To some it will be obvious to others maybe not, but if you take 8 simple affine transforms all scaling by 0.5 in all 3D with translations to the corners of a cube centred on the origin then the IFS tree from that can be adapted to generate the equivalent of a voxel object using distance estimation - in fact because the transforms are simple scale and translate any voxel object done this way could be rendered using KIFS i.e. just 8 tests per depth through the IFS with only one path to the next depth.

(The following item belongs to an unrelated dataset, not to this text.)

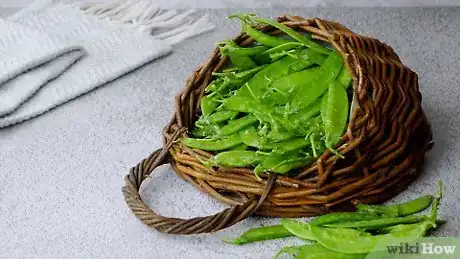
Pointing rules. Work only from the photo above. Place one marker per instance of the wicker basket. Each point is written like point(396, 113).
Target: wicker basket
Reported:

On this basis I decided to investigate how much memory would be required for how much detail and, as a bonus, check that my understanding of box counting was correct.

So here is a little code - just a test global section and one user parameter as a UF formula (standard ufm not class-based).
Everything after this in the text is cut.